The dichromatic decor is modern, clean and impressive. Wood slates cover the walls and line the booths. On the back ceiling there is this beautifully stylized Koi pond made out of dotted lights. Quite a contrast to what this space looked like when it used to be Loie.
1) Kurabuta Pork Dumplings - $8.00
Decided on doing something a little different from the usual edamame starter and went with the gyoza. The topping of ginger and chives gave these a nice bite but there wasn't anything particularly amazing about these dumplings otherwise . They were fried pretty hard, which I wasn't a fan of, but the pork stuffing was decent [6/10]

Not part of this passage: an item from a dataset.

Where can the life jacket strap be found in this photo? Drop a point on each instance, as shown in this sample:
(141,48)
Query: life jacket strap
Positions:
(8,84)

2) Maki Combination - $16.00
Seriously, whats with this freaking plate? It looks like a hub cap and an ugly one at that. Plastic and turquoise and giant, it seemed out of place against the wood and black colors that fill the restaurant.
Luckily for this dish, this is not Iron Chef, and I don't give 15 points for plating so how were the rolls? I would say both in size and quality they were excellent. I really enjoyed the bite and crunch the jalapenos added in the yellowtail jalapeno mango maki. [8/10]
3) Sushi and Sashimi Combination - $24.00
And the underwhelming moment of the day goes to this dish. The dull, lifeless appearance of the nigiri is not the fault of my iPhone's camera struggling with low light conditions. This really looked like this...They say we eat with our eyes first and what my eyes were eating at this moment was sushi sadness. Luckily, once in my mouth, they weren't as lifeless as I expected but still, this didn't make me feel good about paying $24 for this either. [6/10]
4) Asahi Select - $6.00 / Sapporo Light - $6.00
I really do enjoy the light, crisp, clean tastes of Japanese beer. Always goes great with sushi.
Overall LTE score [7/10] I have a hard time scoring these higher end restaurants. On one hand, the food is good and probably deserving of at least some of the premium you pay but on the other hand you're spending a fortune and you expect to be blown away for it. Did I enjoy my meal? Yes. Would I ever eat here regularly? Not unless I were able to find a way to have an illegitimate child with Arnold Schwarzenegger. But at the end of the day, I feel like I generally take cost into account less and judge on how much I enjoyed my meal. In the case of Zama, I left feeling like I had a good meal and the space I ate it in was beautiful. Was the pedigree of having an accomplished Japanese chef running the kitchen worth the cost? I didn't find that to be the case with this lunch.